側でクスクスと笑い声が聞こえた。ああ、笑われているんだと思うと、なんだか情けない。
「さて、」
癸生川は完全に身動きが取れなくなった生王を担ぐと、呆然とそれを見上げる子ども達に向かって叫んだ。
「みろ!おじさんにピカチュウは無理だよなんてほざいたお子ちゃまどもめ!」
大満足で笑う癸生川に、お子ちゃまどもは………引いていた。
「癸生川…わかったから…悔しかったのはわかったから…降ろして…」
もうどちらがお子ちゃまなのか分からない。生王は抵抗も出来ずに項垂れるしか無かった。
「―――いた!先生!!」
遠くから聞き慣れた声がして、伊綱が駆足でやって来る。
(というかどうしてこの人達はそろって息も切らさずに飄々としているんだ)
「いきなり飛び出して…もう、捜しましたよ!」
肩に乗せられた生王をちらりと見て、伊綱は苦い顔をする。
「…先生、わざわざそれを生王さんに着せるために色々と動いてたんですか??」
色々と??生王が分からない という顔をすると、伊綱が「さっき弥勒院さんから電話があったんです」と言った。
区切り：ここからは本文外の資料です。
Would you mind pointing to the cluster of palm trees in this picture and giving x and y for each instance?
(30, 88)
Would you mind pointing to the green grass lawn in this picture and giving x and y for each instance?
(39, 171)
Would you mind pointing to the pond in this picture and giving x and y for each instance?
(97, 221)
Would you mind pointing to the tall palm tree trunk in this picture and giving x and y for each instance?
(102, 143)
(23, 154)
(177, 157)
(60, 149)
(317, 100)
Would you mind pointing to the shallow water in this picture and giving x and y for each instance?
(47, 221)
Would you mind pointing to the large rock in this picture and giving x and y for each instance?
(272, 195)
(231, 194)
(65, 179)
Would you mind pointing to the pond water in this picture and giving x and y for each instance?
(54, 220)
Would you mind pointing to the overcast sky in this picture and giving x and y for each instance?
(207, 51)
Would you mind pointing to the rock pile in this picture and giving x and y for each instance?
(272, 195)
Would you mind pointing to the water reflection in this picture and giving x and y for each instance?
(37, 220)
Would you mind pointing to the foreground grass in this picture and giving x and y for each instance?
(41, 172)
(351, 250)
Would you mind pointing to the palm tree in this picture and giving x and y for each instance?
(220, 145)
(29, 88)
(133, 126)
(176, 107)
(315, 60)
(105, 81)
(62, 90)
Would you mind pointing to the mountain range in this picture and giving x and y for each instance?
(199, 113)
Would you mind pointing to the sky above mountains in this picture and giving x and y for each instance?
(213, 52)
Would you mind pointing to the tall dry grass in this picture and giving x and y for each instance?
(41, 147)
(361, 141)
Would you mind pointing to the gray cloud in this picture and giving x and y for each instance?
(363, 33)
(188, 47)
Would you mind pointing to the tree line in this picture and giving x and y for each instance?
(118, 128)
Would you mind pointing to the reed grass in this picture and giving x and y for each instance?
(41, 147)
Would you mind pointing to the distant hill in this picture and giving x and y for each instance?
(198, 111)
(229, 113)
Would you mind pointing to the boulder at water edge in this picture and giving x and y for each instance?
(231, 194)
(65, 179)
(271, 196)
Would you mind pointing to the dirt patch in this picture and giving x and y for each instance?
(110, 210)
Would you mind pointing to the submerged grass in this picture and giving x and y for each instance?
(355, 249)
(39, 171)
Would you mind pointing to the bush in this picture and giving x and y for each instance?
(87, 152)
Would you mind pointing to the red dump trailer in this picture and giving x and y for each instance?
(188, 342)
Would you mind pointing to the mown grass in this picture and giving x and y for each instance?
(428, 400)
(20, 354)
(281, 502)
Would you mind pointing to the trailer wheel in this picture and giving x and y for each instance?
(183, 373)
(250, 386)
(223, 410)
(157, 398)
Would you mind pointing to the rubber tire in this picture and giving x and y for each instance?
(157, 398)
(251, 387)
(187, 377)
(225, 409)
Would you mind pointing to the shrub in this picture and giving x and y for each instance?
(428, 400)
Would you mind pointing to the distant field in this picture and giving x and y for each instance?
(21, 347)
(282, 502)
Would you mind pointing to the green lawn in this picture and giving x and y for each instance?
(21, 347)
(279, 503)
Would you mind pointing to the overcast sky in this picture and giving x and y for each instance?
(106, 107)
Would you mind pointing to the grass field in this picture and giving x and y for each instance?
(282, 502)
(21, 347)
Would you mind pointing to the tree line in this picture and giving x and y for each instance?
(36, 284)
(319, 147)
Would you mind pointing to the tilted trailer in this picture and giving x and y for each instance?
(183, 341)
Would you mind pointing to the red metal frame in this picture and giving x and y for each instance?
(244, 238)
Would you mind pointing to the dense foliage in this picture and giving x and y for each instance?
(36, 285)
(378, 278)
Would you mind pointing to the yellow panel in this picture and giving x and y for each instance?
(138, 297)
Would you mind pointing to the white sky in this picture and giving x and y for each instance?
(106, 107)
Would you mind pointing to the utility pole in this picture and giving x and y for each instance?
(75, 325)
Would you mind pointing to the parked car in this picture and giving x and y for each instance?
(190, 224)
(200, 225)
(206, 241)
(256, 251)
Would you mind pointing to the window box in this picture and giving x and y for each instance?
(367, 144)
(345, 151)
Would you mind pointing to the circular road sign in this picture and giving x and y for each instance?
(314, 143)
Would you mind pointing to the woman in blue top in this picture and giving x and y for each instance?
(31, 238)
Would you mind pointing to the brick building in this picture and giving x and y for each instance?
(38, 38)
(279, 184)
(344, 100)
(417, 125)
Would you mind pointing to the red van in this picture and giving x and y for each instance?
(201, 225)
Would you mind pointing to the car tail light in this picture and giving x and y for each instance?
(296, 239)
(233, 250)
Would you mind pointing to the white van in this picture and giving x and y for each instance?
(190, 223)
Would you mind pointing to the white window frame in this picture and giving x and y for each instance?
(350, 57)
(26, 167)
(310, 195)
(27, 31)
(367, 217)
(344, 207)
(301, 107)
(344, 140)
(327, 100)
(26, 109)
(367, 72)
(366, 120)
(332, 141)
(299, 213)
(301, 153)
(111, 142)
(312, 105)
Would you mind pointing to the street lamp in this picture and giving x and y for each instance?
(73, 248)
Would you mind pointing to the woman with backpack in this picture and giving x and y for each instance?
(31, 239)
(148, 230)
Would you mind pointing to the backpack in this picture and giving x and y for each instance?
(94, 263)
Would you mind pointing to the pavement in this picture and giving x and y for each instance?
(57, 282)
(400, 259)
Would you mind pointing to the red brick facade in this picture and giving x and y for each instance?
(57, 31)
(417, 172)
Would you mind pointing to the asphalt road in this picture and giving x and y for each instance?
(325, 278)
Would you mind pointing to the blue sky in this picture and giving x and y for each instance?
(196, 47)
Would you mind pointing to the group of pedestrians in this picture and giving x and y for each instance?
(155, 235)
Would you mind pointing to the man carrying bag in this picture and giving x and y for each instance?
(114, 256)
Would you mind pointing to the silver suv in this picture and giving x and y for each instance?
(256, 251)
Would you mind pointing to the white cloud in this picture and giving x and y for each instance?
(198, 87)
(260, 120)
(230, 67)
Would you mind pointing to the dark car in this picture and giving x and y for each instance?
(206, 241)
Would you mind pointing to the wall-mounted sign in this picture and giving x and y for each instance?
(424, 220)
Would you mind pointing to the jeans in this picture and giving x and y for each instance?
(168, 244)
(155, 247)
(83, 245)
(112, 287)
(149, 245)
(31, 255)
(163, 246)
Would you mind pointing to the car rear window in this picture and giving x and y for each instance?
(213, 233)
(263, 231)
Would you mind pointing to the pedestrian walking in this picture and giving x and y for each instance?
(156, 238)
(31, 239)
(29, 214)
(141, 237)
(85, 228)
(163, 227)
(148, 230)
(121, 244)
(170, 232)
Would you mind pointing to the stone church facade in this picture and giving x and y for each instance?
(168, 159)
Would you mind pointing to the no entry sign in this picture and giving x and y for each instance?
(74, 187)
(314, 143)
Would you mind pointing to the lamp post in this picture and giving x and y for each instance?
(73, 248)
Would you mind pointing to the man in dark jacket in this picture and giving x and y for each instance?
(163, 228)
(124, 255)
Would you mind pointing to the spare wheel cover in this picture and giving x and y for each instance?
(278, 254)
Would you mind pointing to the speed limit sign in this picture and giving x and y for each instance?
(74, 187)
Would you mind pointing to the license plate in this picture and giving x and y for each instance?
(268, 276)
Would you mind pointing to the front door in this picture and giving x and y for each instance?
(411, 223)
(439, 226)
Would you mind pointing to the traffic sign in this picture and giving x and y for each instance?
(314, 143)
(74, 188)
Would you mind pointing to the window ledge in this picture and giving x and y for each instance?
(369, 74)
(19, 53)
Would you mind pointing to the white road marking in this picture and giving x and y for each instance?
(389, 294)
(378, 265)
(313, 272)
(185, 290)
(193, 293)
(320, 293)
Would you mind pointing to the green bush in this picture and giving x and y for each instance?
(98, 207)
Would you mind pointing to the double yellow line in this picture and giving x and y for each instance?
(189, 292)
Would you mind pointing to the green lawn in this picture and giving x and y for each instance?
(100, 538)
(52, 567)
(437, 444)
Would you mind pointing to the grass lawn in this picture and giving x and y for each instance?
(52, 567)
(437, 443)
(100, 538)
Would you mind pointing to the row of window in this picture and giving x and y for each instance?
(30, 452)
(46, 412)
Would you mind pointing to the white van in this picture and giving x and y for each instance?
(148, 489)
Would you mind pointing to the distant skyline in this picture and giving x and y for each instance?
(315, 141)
癸生川は口の端を上げ、知らないな、と悪戯っぽく笑った。
そして、思い付いた様に抱えた生王を落とすと、
(彼からひゃ、だか あひぇ、だか声が上がった)
「いかん!」
と叫び、また何処かへと走って行った。
「ああまた!」
「…て、今度は何なんだ…」
伊綱は腕時計を見て、
「ああ…この時間帯は、ゲームでイベントがあるみたいです」
「そう言うこと…」
力が抜けてぐったりする生王と、それを見下ろす伊綱の目が合った。
生王は、まだ縛られたままだ。
「………」
「………」
伊綱はその様子と、まさかという表情の生王を見てにこりと微笑み、
「…では、寒いので私帰ります」
すたすたと歩き出した。
「ちょっと!ねぇ!いいい伊綱くん!」
「ああ寒い…上着着てくればよかった…」
「お願いだからほどいて!お願いしますー!」
「んもう、分かりました。弥勒院さんに連絡しておきますから」
「なんでそうなるんだああ!!」
公園にいた子ども達の姿はいつの間にか無くなり、じたばたともがくイエロウの生王だけが、淋しくそこに残された。
「…お前、なんだその面白すぎる格好は」
「うぅーみろくー…」
弥勒が来たのは、それから小一時間後。
《終わり》
長々とありがとうでした!ピカチュウ!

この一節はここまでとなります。